Let $L$ be a lattice and $x\in L$ a fixed element. Consider $L':=\{y\in L\mid x \leq y\}$.
Is $L'$ a lattice?
If $a,b\in L'$, then $x\leq a \leq a\lor b\in L'$, so I guess the join in $L'$ is just the join in $L$.
But I'm not sure whether $L'$ has a meet operation. Let again $a, b\in L'$. Then the meet of $a, b\in L$ is an element $a\land b\in L$ such that $a\land b\leq a$ and $a\land b\leq b$. I don't see whether I conclude from this that $a\land b$ are in $L'$. But $a\land b\in L'$ should be true if the implication $$(x\leq a) \,\&\, (x\leq b)\implies (x\leq a\land b)$$ holds in a lattice, because then by definition of $L'$ we have $a\land b\in L'$.
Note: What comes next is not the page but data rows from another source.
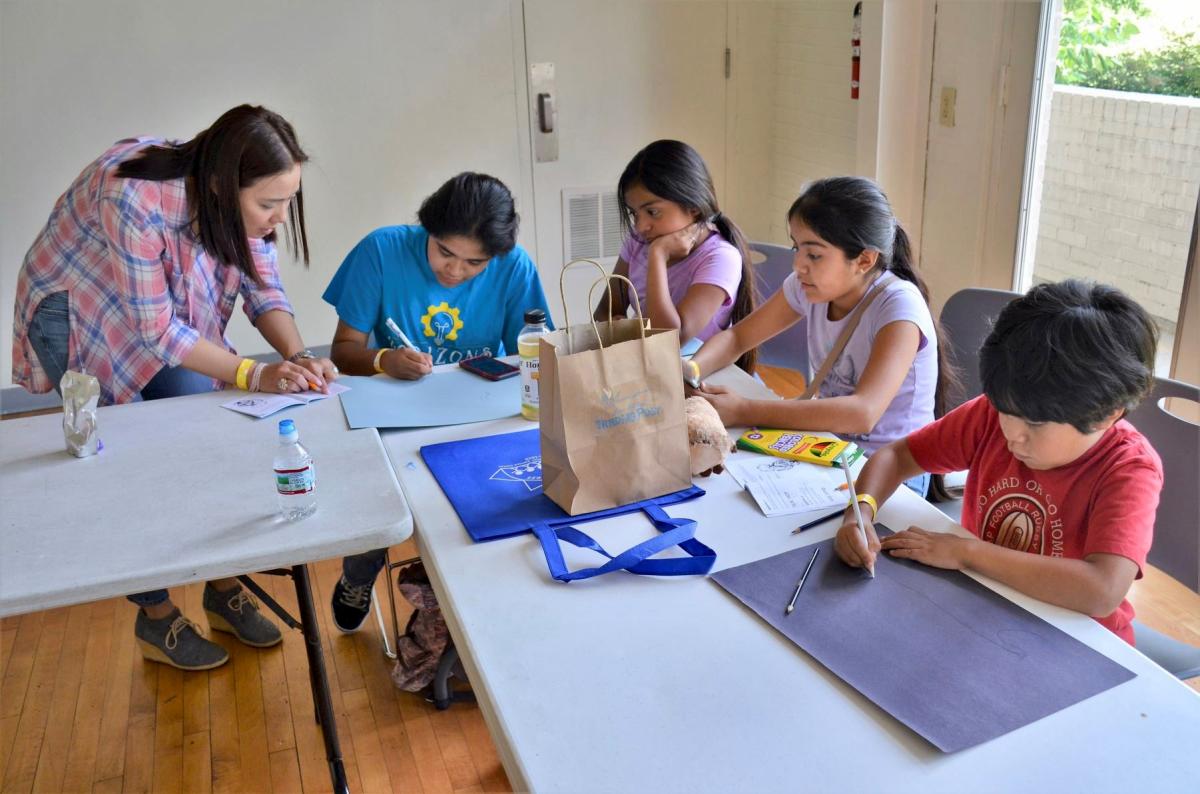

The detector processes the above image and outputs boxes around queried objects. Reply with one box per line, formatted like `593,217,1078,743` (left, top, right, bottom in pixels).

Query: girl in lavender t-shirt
595,140,754,368
692,176,947,491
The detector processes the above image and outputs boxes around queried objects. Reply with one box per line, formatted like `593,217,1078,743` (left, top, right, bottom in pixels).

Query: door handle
538,91,554,132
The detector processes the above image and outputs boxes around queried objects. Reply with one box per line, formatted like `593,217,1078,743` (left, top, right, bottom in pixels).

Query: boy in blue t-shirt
323,173,550,632
324,173,550,380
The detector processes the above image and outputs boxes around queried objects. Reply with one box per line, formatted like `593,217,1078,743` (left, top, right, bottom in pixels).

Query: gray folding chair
1128,378,1200,679
938,287,1020,411
930,287,1020,506
750,242,811,383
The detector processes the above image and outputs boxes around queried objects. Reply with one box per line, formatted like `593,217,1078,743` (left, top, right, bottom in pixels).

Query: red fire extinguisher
850,2,863,100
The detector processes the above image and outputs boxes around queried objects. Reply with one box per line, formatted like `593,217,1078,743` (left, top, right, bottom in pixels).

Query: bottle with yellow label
517,308,547,422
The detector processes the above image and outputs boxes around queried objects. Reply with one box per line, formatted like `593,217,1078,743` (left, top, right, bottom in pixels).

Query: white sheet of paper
725,452,847,516
221,383,350,419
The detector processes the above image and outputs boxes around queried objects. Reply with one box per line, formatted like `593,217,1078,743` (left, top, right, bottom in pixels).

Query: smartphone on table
458,356,521,380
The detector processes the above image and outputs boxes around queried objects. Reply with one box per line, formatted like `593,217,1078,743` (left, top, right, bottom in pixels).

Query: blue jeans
29,291,212,607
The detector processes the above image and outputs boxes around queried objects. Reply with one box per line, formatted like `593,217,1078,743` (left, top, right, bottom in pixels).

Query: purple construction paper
713,524,1134,752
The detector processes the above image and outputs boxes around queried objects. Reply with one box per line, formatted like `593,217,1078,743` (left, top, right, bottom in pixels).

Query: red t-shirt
908,397,1163,645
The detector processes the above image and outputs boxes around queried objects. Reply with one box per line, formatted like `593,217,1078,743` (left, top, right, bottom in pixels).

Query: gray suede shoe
133,609,229,670
204,584,283,648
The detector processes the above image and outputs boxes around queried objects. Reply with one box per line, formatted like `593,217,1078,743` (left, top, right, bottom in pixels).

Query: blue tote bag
421,429,716,582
Does this implication hold in any lattice?
A further question is:
If $L$ is a complete lattice, is $L'$ a complete lattice?
$L'$ is a lattice since $x \leq a$ and $x \leq b$ implies that $x \leq a \wedge b$ (which is one of your questions).
Again, if $L$ is complete, and $A \subseteq L'$, then $x \leq \bigwedge A$, by the same reason.
So $L'$ will be complete too (having $x$ as its bottom element).